I'm pretty sure my husband could hear the clutch go out in my brain. He saw the imminent crash into the orange safety cones and told me to go outside for a run. (By the way, I believe that the government doesn't want to actually pay to store those orange cones, so they just move them around I-45 and place them in arbitrary stretches of the highway.) On said run, which was actually an anxiety filled power walk, I stopped. I stopped and cried as I watched the old man orchestrate a kite into the air and make them dance.
The difficulty of daily life here had brought me to the end of sanity as we know it. Between passport issues, internet fickleness, crazy travel schedules, various things breaking in our home, not being able to get medicine for my son without a 4-month running start, and fighting with the postman. Sometimes I feel like our life is like Fred Flintstone in his little running car.
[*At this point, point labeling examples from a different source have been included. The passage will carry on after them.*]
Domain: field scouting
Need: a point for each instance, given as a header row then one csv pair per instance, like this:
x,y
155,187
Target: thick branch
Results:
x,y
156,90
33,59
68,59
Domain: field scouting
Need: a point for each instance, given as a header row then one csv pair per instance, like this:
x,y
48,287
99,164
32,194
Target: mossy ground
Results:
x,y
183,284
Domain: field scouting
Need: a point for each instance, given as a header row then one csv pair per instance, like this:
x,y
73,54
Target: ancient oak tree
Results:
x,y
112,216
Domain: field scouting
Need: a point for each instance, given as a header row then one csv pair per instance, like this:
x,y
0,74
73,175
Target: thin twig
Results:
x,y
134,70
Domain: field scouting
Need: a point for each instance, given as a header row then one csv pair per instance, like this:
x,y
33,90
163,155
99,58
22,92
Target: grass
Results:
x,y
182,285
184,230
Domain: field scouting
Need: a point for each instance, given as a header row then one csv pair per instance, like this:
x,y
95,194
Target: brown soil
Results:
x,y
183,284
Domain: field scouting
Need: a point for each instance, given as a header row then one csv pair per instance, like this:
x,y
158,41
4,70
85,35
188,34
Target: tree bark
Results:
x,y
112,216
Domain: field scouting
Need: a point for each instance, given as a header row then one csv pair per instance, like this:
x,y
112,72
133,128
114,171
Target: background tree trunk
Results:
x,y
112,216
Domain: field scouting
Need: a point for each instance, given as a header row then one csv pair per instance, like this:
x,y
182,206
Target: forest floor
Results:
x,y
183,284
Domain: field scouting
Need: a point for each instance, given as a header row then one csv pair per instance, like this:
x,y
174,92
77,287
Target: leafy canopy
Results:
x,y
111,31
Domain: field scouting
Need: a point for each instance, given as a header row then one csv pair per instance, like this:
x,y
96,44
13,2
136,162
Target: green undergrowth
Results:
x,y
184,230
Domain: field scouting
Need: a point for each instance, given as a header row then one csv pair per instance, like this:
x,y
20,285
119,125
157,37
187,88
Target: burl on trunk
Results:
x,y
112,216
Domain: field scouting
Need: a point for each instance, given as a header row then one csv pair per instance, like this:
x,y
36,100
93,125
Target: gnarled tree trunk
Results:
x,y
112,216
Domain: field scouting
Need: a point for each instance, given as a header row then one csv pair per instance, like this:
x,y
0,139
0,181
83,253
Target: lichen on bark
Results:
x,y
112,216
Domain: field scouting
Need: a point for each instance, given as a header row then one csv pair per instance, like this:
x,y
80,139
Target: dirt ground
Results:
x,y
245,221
No matter how hard or fast our legs are moving, we just aren't going anywhere. We exhaust ourselves trying in hopes of eventually moving forward.
I found myself over by the river on my little mental-breakdown-excerise-excursion, when I stopped to watch the kites and couples sitting together, attempting to make out in a shy and modest fashion. As I stood there, I listened to Dave Crowder Band's Glory of it All. I was trying to listen to a sermon, when I realized that I wasn't paying attention to one word being spoken. My heart needed a Christian "Eye of the Tiger" to remind me that God is bigger than my stupid issues with my DVD player.
I know this sounds contrived, but I promise the kite started dancing in rhythm to the song being played in my ear phones. (They should still be called ear phones and not ear buds in my opinion. Ear buds sound like something with roots has cropped up inside my head. It's a gross phrase and I've vowed not to use it.) As I watched the kites flip and turn and circle overhead, the chords of the music followed in exact harmony. God was reminding me that He hasn't forgotten. I started to cry.
As the kite hit the ground, the older man simply pulled the strings to coax it back up into the air. He didn't run furiously like bees had flown up his pants. He stood there calmly and reminded the kite that it was designed to fly. I needed God to remind me that He does that for me. He picks me up, dusts me off and with a simple truth, reminds me to fly.